Parkinson’s disease (PD) pathology is characterized by neuromelanin loss and iron accumulation in substantia nigra pars compacta (SNc), as well as profound locus coeruleus (LC) degeneration. We have shown previously that neuromelanin-sensitive and iron-sensitive MRI sequences can robustly detect and quantify these phenomena (Huddleston DE, et al, 2017, PMID:28240402; Langley J, et al, 2017, PMID:27687624). No validated biomarkers for PD exist, and clinical diagnostic accuracy is sub-optimal in clinico-pathologic correlation studies. Neuroimaging tools are urgently needed to confirm PD neuropathology, assist clinical diagnosis, and enhance clinical trial recruitment.

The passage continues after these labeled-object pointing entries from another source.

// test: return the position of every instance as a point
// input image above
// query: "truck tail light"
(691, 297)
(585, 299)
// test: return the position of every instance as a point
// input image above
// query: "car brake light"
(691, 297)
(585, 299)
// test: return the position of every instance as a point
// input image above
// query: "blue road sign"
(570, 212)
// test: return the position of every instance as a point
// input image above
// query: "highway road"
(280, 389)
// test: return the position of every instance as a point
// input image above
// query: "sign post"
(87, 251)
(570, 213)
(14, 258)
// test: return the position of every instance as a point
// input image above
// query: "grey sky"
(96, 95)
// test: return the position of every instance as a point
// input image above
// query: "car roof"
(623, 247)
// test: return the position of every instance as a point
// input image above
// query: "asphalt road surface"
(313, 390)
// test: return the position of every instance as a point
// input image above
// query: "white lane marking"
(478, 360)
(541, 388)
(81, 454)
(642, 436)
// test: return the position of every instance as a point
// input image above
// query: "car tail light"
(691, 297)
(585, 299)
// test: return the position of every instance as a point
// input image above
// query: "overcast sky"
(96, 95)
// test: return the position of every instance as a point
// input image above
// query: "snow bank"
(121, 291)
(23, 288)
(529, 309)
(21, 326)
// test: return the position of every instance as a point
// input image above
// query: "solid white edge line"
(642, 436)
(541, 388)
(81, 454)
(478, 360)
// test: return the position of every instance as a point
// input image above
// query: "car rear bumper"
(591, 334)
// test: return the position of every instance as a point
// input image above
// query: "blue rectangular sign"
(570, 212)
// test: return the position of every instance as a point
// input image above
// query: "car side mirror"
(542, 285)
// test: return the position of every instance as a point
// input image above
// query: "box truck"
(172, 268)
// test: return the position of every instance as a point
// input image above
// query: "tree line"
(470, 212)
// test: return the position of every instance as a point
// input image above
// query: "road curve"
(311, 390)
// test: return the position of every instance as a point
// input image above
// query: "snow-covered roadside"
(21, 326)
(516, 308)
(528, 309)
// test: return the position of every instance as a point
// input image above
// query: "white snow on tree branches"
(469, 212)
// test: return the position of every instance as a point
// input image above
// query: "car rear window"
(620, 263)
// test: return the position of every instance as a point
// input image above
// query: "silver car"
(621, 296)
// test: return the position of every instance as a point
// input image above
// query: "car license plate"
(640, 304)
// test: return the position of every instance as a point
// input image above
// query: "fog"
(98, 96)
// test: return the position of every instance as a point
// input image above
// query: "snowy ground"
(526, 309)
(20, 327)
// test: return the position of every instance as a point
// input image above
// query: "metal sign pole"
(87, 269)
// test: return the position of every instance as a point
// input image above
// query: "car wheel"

To develop a multivariable signature to assist Parkinson’s disease diagnosis.

67 individuals (36 PD, 31 control) were studied at the Emory Movement Disorders Clinic under an IRB approved protocol with informed, written consent. MRI data were acquired using a Siemens Prisma-Fit 3T scanner. Neuromelanin-sensitive MRI (NM-MRI) and R2* (iron-sensitive MRI) acquisition and automated image processing to extract relevant features in SNc and LC were done using published methods (Langley J, et al, 2017, PMID: 27687624; Huddleston DE, et al, 2017, PMID: 28240402). The Movement Disorders Society UPDRS (MDS-UPDRS) Parts I and II questionnaires, the REM Sleep Behavior Disorder Questionnaire (RBDQ) and the Non-Motor Symptoms Questionnaire (NMSQ) were collected. With this dataset of extracted MRI and clinical features, logistic regression with elastic net (with 10-fold cross-validation) was used to train a classifier to accurately differentiate PD from controls. Sensitivity analysis was performed to identify informative features.

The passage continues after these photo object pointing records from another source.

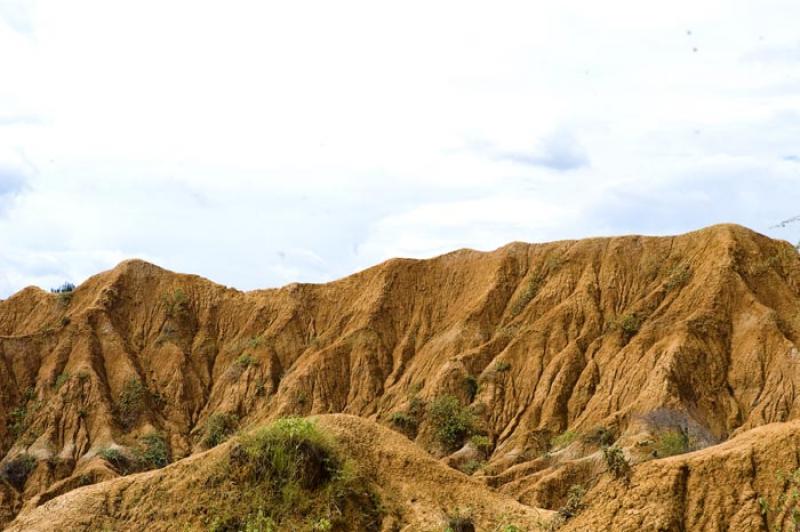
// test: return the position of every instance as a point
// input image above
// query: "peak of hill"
(545, 352)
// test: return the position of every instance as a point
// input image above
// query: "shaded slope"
(180, 497)
(573, 334)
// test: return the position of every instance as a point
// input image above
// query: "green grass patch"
(291, 476)
(130, 403)
(563, 439)
(218, 428)
(451, 421)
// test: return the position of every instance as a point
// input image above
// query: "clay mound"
(409, 481)
(535, 340)
(738, 485)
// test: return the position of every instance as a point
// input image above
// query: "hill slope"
(536, 340)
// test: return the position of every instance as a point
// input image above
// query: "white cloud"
(261, 143)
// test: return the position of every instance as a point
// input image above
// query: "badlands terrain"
(629, 383)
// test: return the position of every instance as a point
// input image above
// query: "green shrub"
(602, 436)
(471, 466)
(218, 428)
(64, 293)
(290, 475)
(528, 294)
(574, 503)
(471, 386)
(460, 520)
(563, 439)
(404, 421)
(117, 459)
(676, 432)
(451, 421)
(18, 421)
(17, 470)
(154, 452)
(482, 443)
(671, 443)
(130, 403)
(616, 463)
(502, 366)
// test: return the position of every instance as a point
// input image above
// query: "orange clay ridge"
(629, 383)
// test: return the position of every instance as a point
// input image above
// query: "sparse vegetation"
(291, 476)
(130, 403)
(154, 451)
(482, 443)
(460, 520)
(245, 361)
(671, 443)
(404, 421)
(630, 325)
(218, 428)
(116, 459)
(602, 436)
(471, 466)
(616, 463)
(65, 288)
(471, 385)
(502, 366)
(528, 293)
(19, 419)
(451, 421)
(574, 503)
(64, 293)
(676, 433)
(17, 470)
(563, 439)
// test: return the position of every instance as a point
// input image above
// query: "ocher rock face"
(575, 334)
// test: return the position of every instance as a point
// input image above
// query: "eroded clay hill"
(541, 344)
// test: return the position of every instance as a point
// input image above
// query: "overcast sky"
(260, 143)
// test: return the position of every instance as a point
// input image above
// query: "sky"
(261, 143)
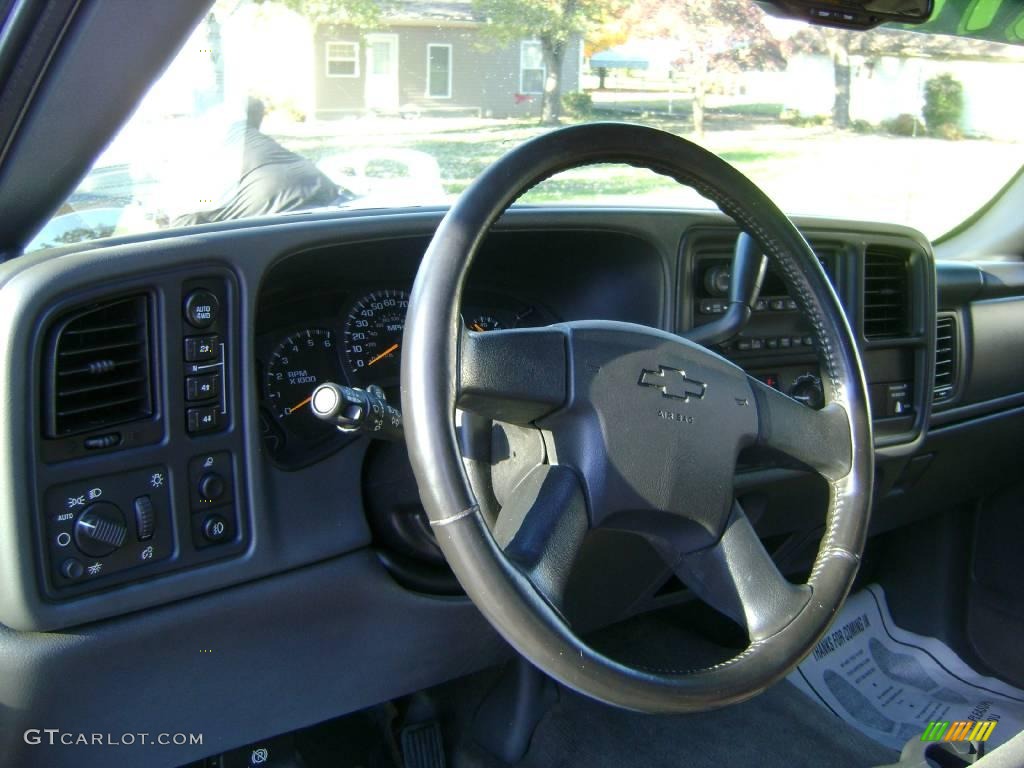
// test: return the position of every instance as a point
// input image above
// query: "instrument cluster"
(358, 345)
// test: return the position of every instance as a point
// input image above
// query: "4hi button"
(201, 308)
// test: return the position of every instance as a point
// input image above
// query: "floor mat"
(891, 684)
(779, 728)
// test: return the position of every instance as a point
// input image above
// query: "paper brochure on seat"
(892, 684)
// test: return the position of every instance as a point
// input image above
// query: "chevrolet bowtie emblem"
(673, 383)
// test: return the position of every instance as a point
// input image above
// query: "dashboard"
(167, 481)
(350, 337)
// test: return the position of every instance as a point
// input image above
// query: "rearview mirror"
(852, 14)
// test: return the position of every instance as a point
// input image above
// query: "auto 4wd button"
(202, 308)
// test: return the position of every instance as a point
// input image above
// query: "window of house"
(439, 71)
(531, 70)
(342, 59)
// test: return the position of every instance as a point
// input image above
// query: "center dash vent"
(945, 357)
(887, 300)
(99, 368)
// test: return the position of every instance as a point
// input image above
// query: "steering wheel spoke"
(542, 527)
(516, 376)
(818, 438)
(737, 577)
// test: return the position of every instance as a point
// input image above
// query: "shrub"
(803, 121)
(578, 103)
(904, 125)
(943, 103)
(948, 132)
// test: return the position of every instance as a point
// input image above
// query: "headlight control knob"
(100, 529)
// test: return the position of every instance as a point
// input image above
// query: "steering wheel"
(640, 430)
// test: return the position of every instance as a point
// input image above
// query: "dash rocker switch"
(145, 518)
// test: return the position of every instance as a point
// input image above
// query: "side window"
(438, 71)
(342, 59)
(531, 70)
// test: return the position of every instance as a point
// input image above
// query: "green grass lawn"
(928, 183)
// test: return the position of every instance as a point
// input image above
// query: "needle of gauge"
(383, 354)
(293, 409)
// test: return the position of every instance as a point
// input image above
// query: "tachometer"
(298, 364)
(373, 337)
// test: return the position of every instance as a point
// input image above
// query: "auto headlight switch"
(100, 526)
(100, 529)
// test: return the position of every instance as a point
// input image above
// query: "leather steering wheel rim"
(441, 370)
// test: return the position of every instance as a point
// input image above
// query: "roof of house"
(432, 10)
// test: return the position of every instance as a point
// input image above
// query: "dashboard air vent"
(945, 357)
(887, 299)
(99, 368)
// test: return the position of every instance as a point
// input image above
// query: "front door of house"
(382, 73)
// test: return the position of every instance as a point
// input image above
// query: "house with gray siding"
(430, 58)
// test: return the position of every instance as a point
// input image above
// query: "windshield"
(272, 108)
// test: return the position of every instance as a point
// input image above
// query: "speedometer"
(373, 337)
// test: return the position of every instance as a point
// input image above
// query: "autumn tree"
(710, 37)
(361, 13)
(611, 30)
(556, 24)
(842, 46)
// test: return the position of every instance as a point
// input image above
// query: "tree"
(361, 13)
(727, 35)
(841, 45)
(555, 24)
(610, 31)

In a model including 6 MRI features of neuromelanin and iron pathology and 6 clinical features, receiver operating characteristic analysis revealed 94.2% diagnostic accuracy. Sensitivity analysis identified SNc volume, SNc R2*, MDS-UPDRS-II total score, and RBDQ item 2 (aggressive, action-packed dreams? yes/no) as the most informative features.

This multivariable profile exhibits diagnostic accuracy in a potentially useful range for clinical and translational applications, and warrants further development.